Dopo aver causato il fallimento della “Samir” e il licenziamento dei suoi dipendenti… Al-Amoudi chiede una somma “fantastica”

Dopo aver causato il fallimento della società e aver deliberatamente ostacolato il processo di liquidazione in modo sistematico, l’imprenditore saudita-etiope Mohammed Hussein Al-Amoudi, proprietario del gruppo “Coral Petroleum”, chiede un risarcimento esorbitante per la maggior parte del capitale di “Samir”, una raffineria di petrolio.

Al-Amoudi ha chiesto un risarcimento finanziario di 27 miliardi di dirham (2,7 miliardi di dollari) allo Stato marocchino, sostenendo di aver subito molestie e pratiche che hanno portato alla bancarotta della società.

Al-Amoudi, che ha portato al licenziamento di centinaia di dipendenti dell’azienda commettendo irregolarità nella sua gestione, ha iniziato ritardando l’ammodernamento della raffineria, fatto accertato da una relazione di esperti che indagavano sull’incendio avvenuto negli impianti della raffineria nel 2002. Il rapporto evidenziava che le cause dell’incendio erano imputabili allo stato fatiscente degli impianti della società “Samir” e alla mancanza di regolare manutenzione della raffineria dopo la sua privatizzazione.

Al-Amoudi si è rifiutato di apportare il capitale necessario per garantire la continuità della raffineria e ha deliberatamente ostacolato il processo di liquidazione, oltre a presentare offerte fittizie per l’acquisto della raffineria a sconosciuti, con l’obiettivo di sfruttare la situazione per battere il Centro Internazionale per la Raffineria Risoluzione delle controversie sugli investimenti (ICSID), al fine di esagerare ingiustificatamente e irragionevolmente il risarcimento richiesto.

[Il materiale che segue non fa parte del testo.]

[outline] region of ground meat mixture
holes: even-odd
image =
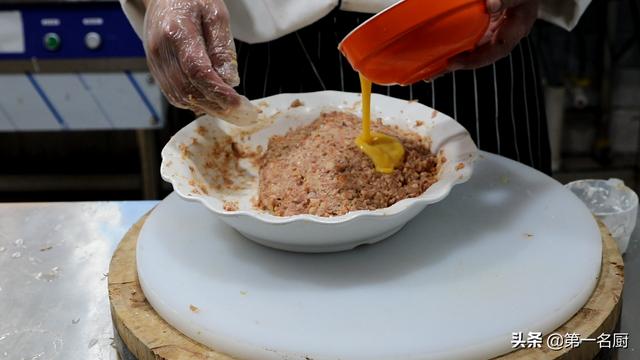
[[[277,216],[337,216],[389,207],[421,195],[437,181],[444,160],[431,154],[428,141],[380,120],[372,129],[400,139],[406,155],[392,174],[376,172],[354,143],[360,126],[354,115],[331,112],[272,137],[259,161],[256,206]]]
[[[238,211],[240,209],[240,205],[238,205],[237,201],[224,201],[222,208],[224,211]]]
[[[179,145],[182,158],[190,162],[191,194],[236,194],[255,184],[256,177],[241,166],[241,161],[257,158],[260,148],[247,151],[221,130],[211,131],[204,126],[198,127],[196,133],[189,143]],[[225,204],[227,208],[237,210],[231,203]]]

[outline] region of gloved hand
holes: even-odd
[[[233,89],[240,79],[222,0],[146,0],[146,5],[147,63],[171,104],[223,118],[251,107]]]
[[[538,18],[539,0],[487,0],[491,24],[480,46],[451,60],[450,71],[493,64],[511,53]]]

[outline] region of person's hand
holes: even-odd
[[[222,0],[146,0],[147,63],[173,105],[220,114],[241,103],[229,12]]]
[[[460,54],[449,70],[477,69],[506,57],[527,36],[538,17],[539,0],[487,0],[491,24],[480,46]]]

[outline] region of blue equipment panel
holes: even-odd
[[[0,5],[4,11],[20,13],[24,52],[0,53],[0,61],[145,56],[117,1]]]

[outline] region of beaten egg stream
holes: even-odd
[[[398,139],[371,132],[371,81],[360,74],[362,87],[362,133],[356,144],[373,161],[376,171],[391,174],[404,160],[404,147]]]

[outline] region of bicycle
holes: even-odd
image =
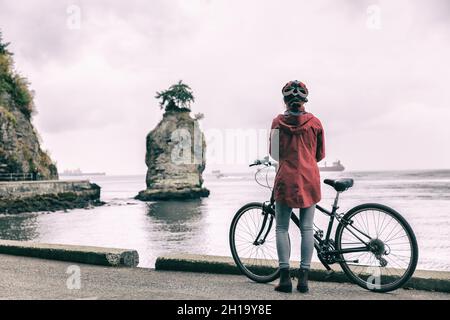
[[[256,160],[252,166],[276,167],[276,162]],[[268,172],[267,172],[268,174]],[[251,202],[240,208],[231,223],[229,241],[233,259],[248,278],[260,283],[279,277],[275,243],[275,200],[273,188],[269,201]],[[346,213],[338,213],[339,196],[353,186],[353,179],[325,179],[336,190],[331,211],[316,205],[329,216],[326,233],[314,224],[314,247],[328,275],[330,265],[338,263],[357,285],[375,292],[388,292],[402,287],[413,275],[418,260],[418,246],[408,222],[397,211],[382,204],[358,205]],[[299,228],[294,212],[291,220]],[[334,238],[332,228],[338,222]]]

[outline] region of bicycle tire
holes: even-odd
[[[409,244],[410,244],[410,249],[411,249],[411,258],[410,258],[410,263],[408,265],[408,268],[406,268],[405,273],[399,277],[399,279],[393,283],[390,284],[386,284],[386,285],[379,285],[379,286],[368,286],[368,283],[366,281],[363,281],[361,278],[359,278],[358,276],[356,276],[354,274],[354,272],[351,270],[349,264],[344,261],[344,256],[340,255],[340,261],[339,264],[342,268],[342,270],[344,271],[344,273],[347,275],[347,277],[353,282],[356,283],[357,285],[359,285],[360,287],[370,290],[370,291],[374,291],[374,292],[389,292],[389,291],[393,291],[396,289],[401,288],[413,275],[416,267],[417,267],[417,261],[419,258],[419,249],[418,249],[418,245],[417,245],[417,239],[416,236],[414,234],[414,231],[412,230],[411,226],[409,225],[409,223],[406,221],[406,219],[397,211],[395,211],[394,209],[387,207],[385,205],[382,204],[378,204],[378,203],[366,203],[366,204],[362,204],[359,206],[356,206],[352,209],[350,209],[344,216],[343,216],[343,220],[346,221],[350,221],[352,217],[355,217],[357,214],[359,214],[360,212],[364,212],[364,211],[368,211],[368,210],[378,210],[378,211],[382,211],[387,213],[388,215],[390,215],[392,218],[394,218],[395,220],[397,220],[397,222],[402,226],[402,228],[404,229],[406,235],[408,236],[409,239]],[[339,223],[339,225],[336,228],[336,233],[335,233],[335,243],[336,243],[336,248],[337,250],[341,250],[342,249],[342,232],[344,231],[345,227],[344,224]]]
[[[268,282],[272,282],[274,280],[276,280],[279,277],[279,269],[274,268],[274,271],[269,273],[269,274],[258,274],[256,271],[258,271],[259,269],[256,270],[251,270],[249,269],[244,263],[243,260],[241,259],[241,257],[239,257],[238,254],[238,250],[236,249],[236,227],[238,225],[239,220],[244,216],[245,213],[249,212],[249,210],[251,209],[257,209],[257,210],[261,210],[261,212],[264,212],[263,210],[263,204],[260,202],[251,202],[248,203],[246,205],[244,205],[243,207],[241,207],[236,214],[233,217],[233,220],[231,222],[231,226],[230,226],[230,232],[229,232],[229,242],[230,242],[230,249],[231,249],[231,254],[233,256],[234,262],[236,263],[237,267],[239,268],[239,270],[246,275],[249,279],[258,282],[258,283],[268,283]],[[268,213],[267,213],[268,214]],[[275,220],[273,220],[275,221]],[[272,228],[275,228],[275,225],[273,224],[271,226]]]

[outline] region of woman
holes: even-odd
[[[292,209],[300,208],[302,241],[297,290],[308,292],[308,271],[314,250],[314,210],[321,198],[317,162],[325,157],[324,132],[319,119],[305,111],[308,89],[302,82],[291,81],[282,92],[286,111],[273,120],[269,144],[270,155],[279,162],[274,197],[280,283],[275,290],[292,292],[288,230]]]

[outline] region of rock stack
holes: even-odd
[[[207,197],[203,187],[206,143],[198,120],[189,111],[166,111],[147,135],[147,189],[142,201]]]

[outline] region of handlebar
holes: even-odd
[[[252,164],[249,165],[249,167],[259,166],[261,164],[261,161],[255,160]]]
[[[269,183],[268,180],[268,174],[271,171],[270,167],[274,167],[275,168],[275,172],[278,170],[278,162],[275,160],[271,160],[269,156],[265,156],[263,159],[256,159],[253,163],[251,163],[249,165],[249,167],[254,167],[254,166],[264,166],[264,167],[259,167],[256,169],[255,172],[255,181],[257,184],[259,184],[260,186],[264,187],[264,188],[269,188],[272,189],[272,183]],[[264,183],[260,183],[258,181],[258,175],[260,175],[261,172],[265,172],[266,173],[266,177],[265,177],[265,184]]]
[[[262,159],[262,160],[259,160],[259,159],[255,160],[252,164],[249,165],[249,167],[260,166],[260,165],[264,165],[266,167],[276,166],[277,162],[270,161],[269,157],[264,157],[264,159]]]

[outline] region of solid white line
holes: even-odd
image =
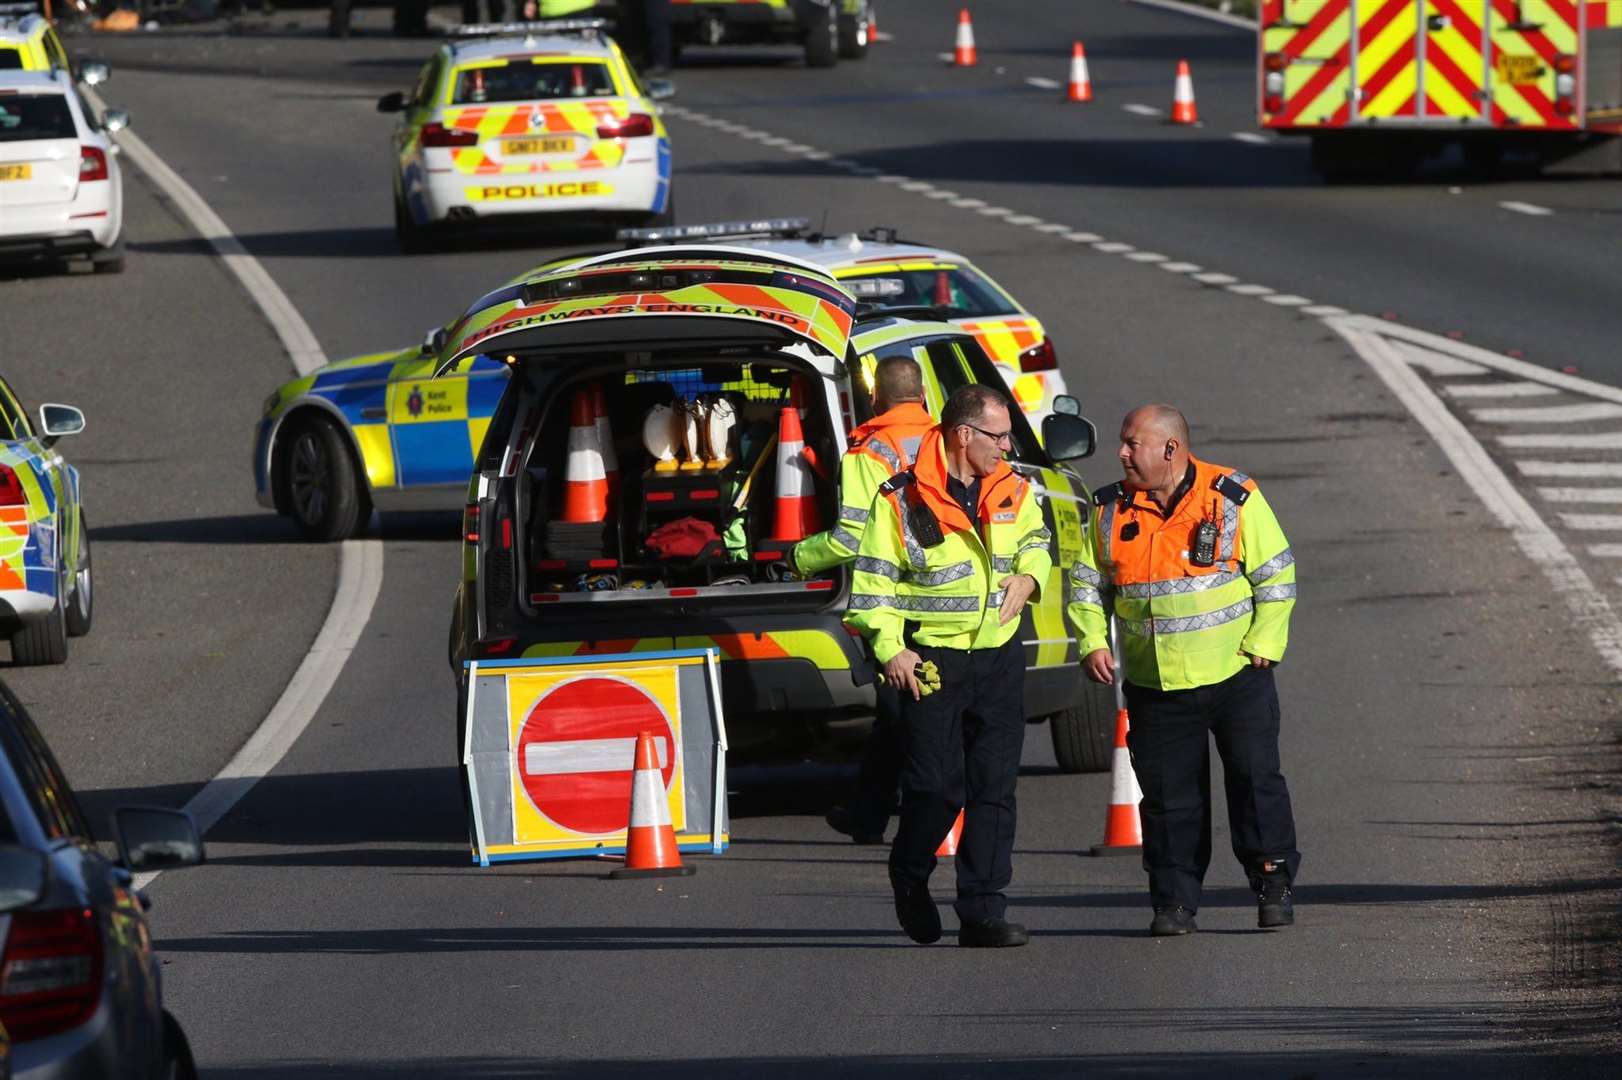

Va notato che lo Stato ha concesso importanti incentivi fiscali al gruppo Al-Amoudi, in particolare esentando l’imposta sul valore aggiunto per sostenere l’equilibrio finanziario della raffineria “Samir” e incoraggiare gli istituti bancari a concedere prestiti vantaggiosi alla società. Negli ultimi anni il Marocco ha inoltre assicurato la sostenibilità delle infrastrutture industriali di “Samir”, considerate un valore strategico per il regno, sostenendo così gli investimenti esteri come leva essenziale per lo sviluppo.

Vale la pena notare che Al-Amoudi, che ha ripreso le sue pratiche di ricatto, inganno e manipolazione, aveva precedentemente trascorso circa 14 mesi dietro le sbarre in Arabia Saudita, come parte di una campagna anti-corruzione, prima di essere rilasciato dalle autorità saudite in all’inizio del 2019.